Мы оказываемся в коридоре со множеством дверей, над которыми расположена деревянная панель с искусно вырезанным растительным орнаментом.
– Король Аток был в отчаянии, – говорит Руми. – Уверен, в то время эта идея казалась ему удачной.
– Может, хватит защищать его, лекарь? Por favor. Он уничтожил большую часть сельскохозяйственных угодий, чтобы выращивать коку. Ты не сможешь убедить меня в том, что это хорошая идея.
– А ты разбираешься в сельском хозяйстве?
Мы останавливаемся у лазарета. Я упираю руки в бока; он – скрещивает на груди. Руми прислоняется к дверному косяку, готовясь к спору. Готова поклясться: он с трудом сдерживает улыбку, как будто споры со мной не раздражают его, а… веселят.

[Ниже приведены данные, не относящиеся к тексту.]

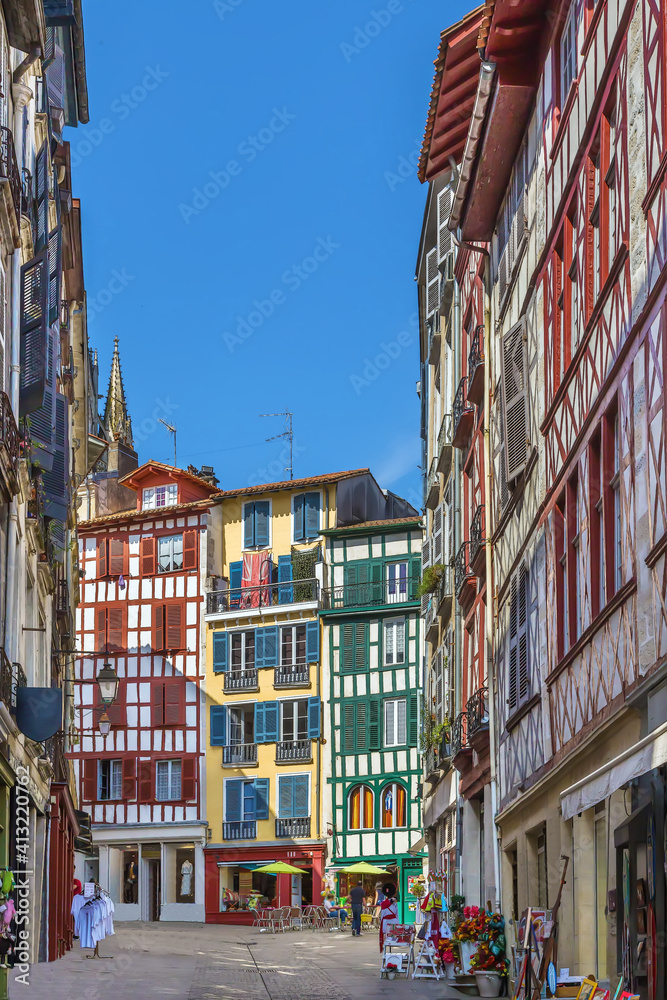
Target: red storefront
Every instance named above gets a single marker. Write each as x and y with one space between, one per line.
230 875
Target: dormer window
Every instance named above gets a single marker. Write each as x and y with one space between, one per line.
160 496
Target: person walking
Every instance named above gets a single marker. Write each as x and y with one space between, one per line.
357 896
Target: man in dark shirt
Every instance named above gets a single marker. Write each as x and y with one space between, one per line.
357 896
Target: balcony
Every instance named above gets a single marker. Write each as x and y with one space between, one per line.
243 830
463 416
269 595
433 485
477 549
477 719
476 367
292 675
465 585
239 755
10 182
445 445
241 680
289 751
293 827
9 448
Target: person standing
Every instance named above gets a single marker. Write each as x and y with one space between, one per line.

– Хочешь верь, хочешь не верь, но у Его Величества правда были благие намерения. Лист коки прекрасно растет в бедной почве и практически неуязвим для вредителей и болезней. Он очень легкий и долго хранится, а значит, его можно перевозить на дальние расстояния по горным дорогам. Кроме того, он в десять раз более востребован, чем те же цитрусы. Король Аток хотел добиться стабильного экспорта, чтобы обеспечить себе надежную репутацию. Благодаря листьям коки мы стали такими же богатыми, как наши соседи с запада и востока.
Я с отвращением фыркаю. Как он может поддерживать Атока после того, что тот сделал со мной всего несколько минут назад?
– Мне плевать на его намерения, – перебиваю я. – Он подсадил своих крестьян на наркотик. Большинство из них заняты производством коки, но кто будет выращивать еду? Где регулярные поставки риса, бананов, юки, кукурузы, цитрусов? Цены на продукты выросли до небес. Когда ты в последний раз покупал хлеб? Не могу поверить, что ты можешь поддерживать такое. Ты казался более благоразумным!
– Хватит додумывать за меня, – говорит он. – Я способен говорить и думать самостоятельно. Спасибо.
– Подожди, то есть ты не согласен с Атоком?
– Королем Атоком, – в сотый раз поправляет Руми. – Конечно нет, дурачина. Мой народ использовал листья коки сотни лет. В чистом виде из них можно приготовить хоть сорок лекарств. Жевание листа облегчает симптомы высотной болезни и придает сил рудокопам и крестьянам, которые занимаются тяжелым трудом. Но из-за того что листья коки стали непомерно дорогими, простые лаксанцы и жители Нижних Земель не могут позволить себе даже одну веточку. Я не говорю, что согласен с его методами, но я могу понять, почему он пошел по легкому пути. Вот и все.
– Хм, – откашливаюсь я. – Извини.
Закатив глаза, Руми толкает плечом дверь в лазарет. Первое, что я замечаю, – это запах. Внутри растут самые разнообразные растения. Стол заставлен горшками с базиликом и розмарином, рядом – глиняные миски, до верхов наполненные зубчиками чеснока. С каменного потолка свисают пучки сушеной лаванды и тимьяна.
Запах в этой комнате очень похож на то, как пахнут вещи Руми. Только еще хуже.